O głodzeniu, katowaniu, a nierzadko i mordowaniu noworodków w przekonaniu o ich demonicznym statusie ontologicznym traktują również realizacje wątku podaniowego T 5058. Mowa w nich o tym, że dzieci wyglądające i rozwijające się inaczej niż pozostałe uważano za podmienione przez złośliwe żeńskie demony, zwane dziwożonami, mamunami lub → boginkami, bądź przez → kraśnięta/krasnoludki, które wykradały ludzkie niemowlęta, a w ich miejsce podkładały swoje. By odzyskać potomka, należało bić „boginiaka” i w ten sposób wzbudzić litość jego matki, a przez to nakłonić ją do zwrotu porwanego malca i odebrania własnego. Bywało jednak, że w wyniku stosowania przemocy wobec domniemanego podrzutka dziecko umierało: „Biją nielitościwie niebogie niemowlę, a to czasem tak bardzo, że je i o śmierć przyprawiają” (T 5058; Kolberg 1962b (1882), s. 22).

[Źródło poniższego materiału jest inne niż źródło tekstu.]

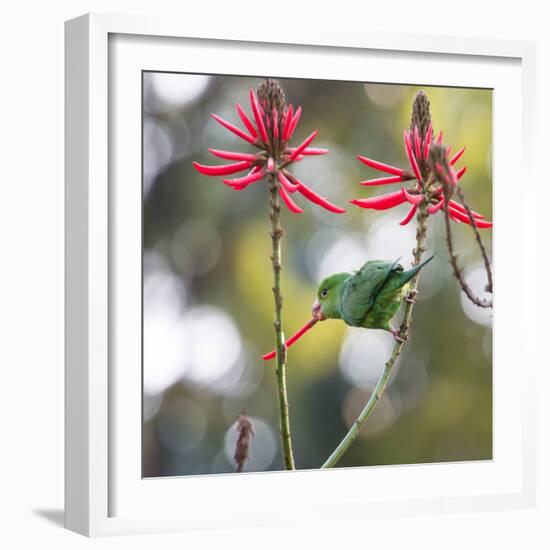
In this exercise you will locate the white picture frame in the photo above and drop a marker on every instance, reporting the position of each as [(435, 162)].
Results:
[(104, 491)]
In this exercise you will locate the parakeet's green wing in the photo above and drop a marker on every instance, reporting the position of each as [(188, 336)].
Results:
[(362, 289)]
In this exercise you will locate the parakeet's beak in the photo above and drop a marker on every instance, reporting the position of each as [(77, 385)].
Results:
[(316, 311)]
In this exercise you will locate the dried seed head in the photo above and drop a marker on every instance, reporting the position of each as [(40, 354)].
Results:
[(421, 116), (242, 447), (271, 95)]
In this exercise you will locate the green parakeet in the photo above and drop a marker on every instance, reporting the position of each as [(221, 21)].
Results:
[(367, 298)]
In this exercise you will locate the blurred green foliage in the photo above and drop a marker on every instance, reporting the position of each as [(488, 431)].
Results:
[(206, 263)]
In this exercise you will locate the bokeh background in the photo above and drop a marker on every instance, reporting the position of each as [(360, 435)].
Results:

Wyłaniająca się z materiału wierzeniowego społeczna ocena postępowania rodziców zabijających potomstwo w przekonaniu, że zostało ono podmienione przez demona, oraz panien dopuszczających się aborcji lub dzieciobójstwa w celu pozbycia się dowodów swojej hańby, była skrajnie odmienna. Powszechne zrozumienie i przyzwolenie w pierwszym przypadku i surowa dezaprobata w drugim wyrastały z różnego pojmowania statusu ontycznego zabijanych niemowląt. Upatrywanie demona w zdradzającym oznaki odmienności dziecku upoważniało do zgładzenia go w przekonaniu, że nie tylko nie dokonuje się morderstwa, które pojmowano jako odbieranie ludzkiego życia, lecz chroni zbiorowość przed niebezpieczeństwem płynącym z → zaświatów. Zabijanie nowo narodzonych nieprzejawiających żadnych oznak odstępstwa od normy traktowano jako zbrodnię motywowaną najczęściej pobudkami egoistycznymi (Zadurska 2015).

Motyw dzieciobójstwa pojawia się także w bajkach magicznych, zwłaszcza w opowieściach o → macochach nakłaniających swoich małżonków do pozbycia się potomstwa (przeważnie córki) z poprzedniego związku. W tym przypadku ofiarami, często jedynie usiłowanego zabójstwa, padają dzieci starsze lub stojące na progu dorosłości. Niechęć → kobiety względem → sieroty i dążenie do pozbycia się jej wyrasta najczęściej z zazdrości, że rodzona córka nie dorównuje urodą ani przymiotami charakteru → pasierbicy (Jonca 1994, s. 53–54):

W jednym mieście był sobie dziad i ożenił się z wdową. Tak on miał jedne czórkie i ona miała jedne. Tak jego czórka była bardzo posłuszna i miała zdolność do wszystkiego i ładniejsza na twarzy, ruchoma, wszystkiego więcej zrobiła. Tak tej baby była leniwa, niczego nie chciała robić. Tak tej babie było źle, że to jego taka posłuszna, a jej nic nie chciała robić. I mówi: „Jak jej nie stracisz, to wcale z tobą nie będę żyć” (T 480A; Witowt 1905, s. 297).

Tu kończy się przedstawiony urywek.